Sehingga, pemerintah akan terus melakukan deregulasi dan mempercepat implementasi sistem pemerintahan digital melalui GovTech, termasuk penerapan Single National Identity Card sebagai identitas nasional terpadu.
"Kita tahu bahwa efisiensi kita masih kurang, regulasi kita terlalu banyak, peraturan kita terlalu banyak. Kita harus sederhanakan pemerintahan," ujar Presiden Prabowo, Senin, 20 Juli 2026.
Ia menegaskan seluruh kementerian dan lembaga diminta menyelaraskan berbagai peraturan dengan semangat penyederhanaan birokrasi, deregulasi, dan peningkatan efisiensi pemerintahan.

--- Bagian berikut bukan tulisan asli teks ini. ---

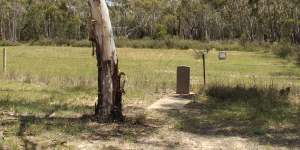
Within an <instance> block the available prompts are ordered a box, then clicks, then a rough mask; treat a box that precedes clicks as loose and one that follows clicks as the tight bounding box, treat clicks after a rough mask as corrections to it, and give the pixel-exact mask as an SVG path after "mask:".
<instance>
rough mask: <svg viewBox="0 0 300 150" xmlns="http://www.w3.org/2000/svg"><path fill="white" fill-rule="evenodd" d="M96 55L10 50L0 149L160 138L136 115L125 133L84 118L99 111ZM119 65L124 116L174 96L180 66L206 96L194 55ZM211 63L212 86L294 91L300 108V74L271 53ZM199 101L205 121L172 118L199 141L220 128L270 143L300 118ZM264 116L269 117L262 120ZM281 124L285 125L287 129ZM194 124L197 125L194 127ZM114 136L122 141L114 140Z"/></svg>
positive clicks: (196, 113)
mask: <svg viewBox="0 0 300 150" xmlns="http://www.w3.org/2000/svg"><path fill="white" fill-rule="evenodd" d="M2 48H3V47H0V49H2ZM90 54H91V49H90V48H74V47H41V46H16V47H8V65H7V67H8V73H7V74H3V73H2V72H1V80H0V109H1V111H0V115H1V119H0V123H1V126H0V136H1V133H3V134H4V136H5V140H4V141H3V140H0V145H1V144H2V145H9V147H18V146H20V143H24V140H22V137H24V136H25V137H28V136H29V137H33V138H40V139H43V140H46V139H48V140H49V139H50V140H54V141H55V140H56V139H58V140H56V142H54V144H56V145H61V144H60V143H64V142H65V141H64V140H61V139H71V138H74V137H78V136H80V138H83V139H84V137H97V138H104V139H105V138H107V139H106V140H109V139H111V138H116V137H120V136H121V138H122V140H124V141H135V140H136V139H137V138H139V137H140V136H144V135H147V134H148V133H149V132H155V131H156V129H155V127H152V126H151V125H150V126H149V125H148V126H144V125H143V123H144V122H147V121H148V120H147V119H146V118H145V116H143V115H138V116H137V117H136V118H135V119H133V120H129V122H127V123H126V124H125V125H105V124H104V125H102V124H97V125H95V124H93V123H92V122H91V121H90V120H88V119H86V118H84V117H80V116H81V115H82V114H91V113H93V108H94V104H95V96H96V85H97V84H96V73H97V72H96V61H95V58H93V57H92V56H90ZM119 58H120V69H121V71H123V72H125V73H126V75H127V84H126V87H125V89H126V92H127V93H126V95H125V107H126V109H125V112H126V114H127V115H128V116H130V113H136V112H143V111H144V108H145V107H146V106H148V105H149V104H151V103H152V102H154V101H155V100H157V98H158V97H159V96H160V95H162V94H165V93H168V92H170V91H172V90H174V89H175V86H176V83H175V81H176V67H177V66H179V65H187V66H190V67H191V69H192V76H191V78H192V89H193V90H194V91H198V90H199V89H200V88H201V86H199V84H201V83H202V64H201V61H200V60H197V59H195V55H194V52H193V51H192V50H176V49H168V50H163V49H132V48H122V49H119ZM207 61H208V63H207V69H208V70H207V77H208V84H209V85H214V84H215V83H222V84H224V85H230V87H234V85H236V84H238V83H240V84H241V85H251V84H253V83H255V84H256V85H270V84H274V85H278V88H279V90H280V89H281V88H284V87H291V91H292V96H291V97H293V98H294V100H295V101H297V98H296V97H297V95H298V94H299V93H300V92H299V88H298V87H299V85H300V80H299V76H300V68H299V67H297V66H296V65H295V64H293V63H292V62H289V61H286V60H282V59H279V58H277V57H276V56H274V55H272V54H270V53H265V52H235V51H232V52H229V53H228V59H227V60H224V61H219V60H218V59H217V52H216V51H212V52H210V53H209V55H208V59H207ZM0 62H2V57H1V58H0ZM225 87H227V86H225ZM278 88H276V89H278ZM233 89H234V88H231V90H229V93H232V91H233ZM246 92H247V90H246ZM227 97H228V96H227ZM199 99H201V100H200V101H199V102H198V103H200V108H201V109H202V107H201V106H203V107H204V109H203V111H204V112H201V114H197V113H199V112H196V115H193V116H198V117H199V118H189V117H187V116H191V115H190V114H191V113H193V112H187V113H186V114H185V113H183V114H175V115H172V114H170V116H174V117H175V116H176V117H177V118H176V120H177V121H179V122H178V123H177V125H178V128H179V129H182V130H183V131H187V130H184V129H185V128H187V127H188V129H189V130H188V132H192V133H197V132H198V130H201V131H204V129H205V128H203V127H205V126H210V125H212V124H215V125H220V126H222V125H223V126H224V127H228V128H233V129H234V128H238V130H239V129H240V128H241V130H242V133H245V134H241V135H253V134H254V135H257V134H256V132H257V133H261V134H262V135H267V133H269V132H268V131H269V129H271V128H270V126H273V125H274V126H273V127H274V128H276V129H277V126H276V125H278V124H281V123H282V122H286V123H287V124H284V125H286V126H288V125H295V124H294V122H295V118H294V117H291V118H288V117H287V116H295V115H297V113H298V114H299V109H298V110H297V109H296V108H292V109H287V108H290V106H289V105H282V107H284V108H282V109H278V111H277V110H276V111H274V112H273V109H271V110H270V112H266V113H265V112H263V115H260V112H258V113H257V114H256V113H254V112H255V111H253V108H255V105H256V104H255V105H254V104H252V103H247V101H234V102H231V101H230V102H227V101H225V102H220V101H216V100H215V99H211V98H208V99H206V100H203V98H199ZM229 99H231V97H230V94H229ZM256 102H258V101H256ZM266 105H267V103H266ZM262 106H265V105H262ZM271 106H273V105H271ZM268 108H269V107H268ZM297 111H298V112H297ZM203 113H204V114H203ZM273 113H276V114H278V115H280V116H281V117H279V120H278V119H277V120H276V119H275V120H272V119H269V120H264V119H266V118H269V116H270V114H273ZM249 114H250V115H249ZM182 115H183V116H182ZM185 115H186V116H185ZM256 115H257V116H256ZM47 116H49V117H50V118H47ZM250 116H252V119H253V118H256V119H254V121H257V122H258V123H257V124H259V125H260V126H258V127H257V126H254V125H257V124H256V123H252V122H251V121H253V120H251V118H249V117H250ZM259 116H264V117H263V118H262V119H261V118H259ZM271 116H272V115H271ZM298 116H299V115H298ZM178 117H182V118H178ZM282 118H287V120H288V121H287V120H285V119H282ZM224 120H233V121H234V120H235V121H236V122H233V124H231V122H230V121H228V122H227V124H226V122H224V123H225V124H222V122H221V121H224ZM188 122H190V123H191V124H190V125H191V127H190V125H189V123H188ZM270 122H277V123H278V124H273V123H270ZM235 123H236V124H235ZM269 123H270V124H269ZM150 124H151V123H150ZM187 124H188V125H187ZM248 125H250V126H248ZM146 127H147V128H148V127H149V132H148V130H145V128H146ZM213 129H218V128H217V127H216V128H213ZM280 129H284V128H280ZM287 129H294V128H292V127H291V128H289V127H287ZM245 130H246V131H245ZM255 130H257V131H255ZM145 131H147V132H145ZM229 131H230V132H231V131H232V130H229ZM229 131H228V132H229ZM244 131H245V132H244ZM254 131H255V132H254ZM293 131H294V130H293ZM297 131H298V130H297ZM282 132H284V131H282ZM116 133H118V134H117V135H115V134H116ZM233 133H234V132H233ZM275 133H278V132H277V131H276V132H275ZM296 133H297V132H296ZM228 134H229V133H228ZM21 135H22V136H21ZM27 140H28V139H27ZM31 140H33V141H36V140H34V139H31ZM25 141H26V140H25ZM46 141H47V140H46ZM41 142H42V143H43V141H41ZM50 143H51V142H50ZM0 147H1V146H0Z"/></svg>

Selain reformasi birokrasi, Presiden Prabowo juga menilai Indonesia kini memiliki sistem perlindungan sosial yang semakin kuat sebagai hasil pembangunan yang dilakukan secara berkelanjutan oleh berbagai pemerintahan.
Menurutnya, berbagai program bantuan sosial saat ini telah menjangkau puluhan juta masyarakat, mulai dari Program Keluarga Harapan (PKH), Program Indonesia Pintar (PIP), Kartu Indonesia Pintar (KIP) Kuliah, Kartu Sembako, Jaminan Kesehatan Nasional (JKN), hingga Bantuan Stimulan Perumahan Swadaya (BSPS).
Presiden Prabowo menyebut sekitar 10 juta keluarga penerima manfaat memperoleh bantuan melalui Program Keluarga Harapan.
Kemudian, lebih dari 22 juta siswa menerima manfaat Program Indonesia Pintar dan sekitar 1,2 juta mahasiswa memperoleh bantuan pendidikan melalui KIP Kuliah.
Di sektor kesehatan, sebanyak 96,8 juta masyarakat telah tercakup dalam program Jaminan Kesehatan Nasional.
Presiden Prabowo menegaskan berbagai program tersebut menunjukkan keberpihakan pemerintah kepada masyarakat miskin dan kelompok rentan.
"Keberpihakan kita kepada orang miskin luar biasa," kata Presiden Prabowo.
Dalam kesempatan itu, Presiden Prabowo juga meminta Menteri Perumahan dan Kawasan Permukiman (PKP) Maruarar Sirait serta Menteri Sosial (Mensos) Saifullah Yusuf (Gus Ipul) mengkaji skema Bantuan Stimulan Perumahan Swadaya agar jumlah penerima manfaat dapat diperluas.
Ia mengusulkan bantuan tidak hanya diberikan dalam bentuk uang tunai, tetapi juga berupa material bangunan seperti semen, genteng, kayu, maupun baja ringan sehingga lebih banyak masyarakat dapat menikmati program perbaikan rumah.
Presiden Prabowo berharap reformasi birokrasi dan penguatan perlindungan sosial berjalan beriringan agar pelayanan publik semakin efektif sekaligus meningkatkan kesejahteraan masyarakat.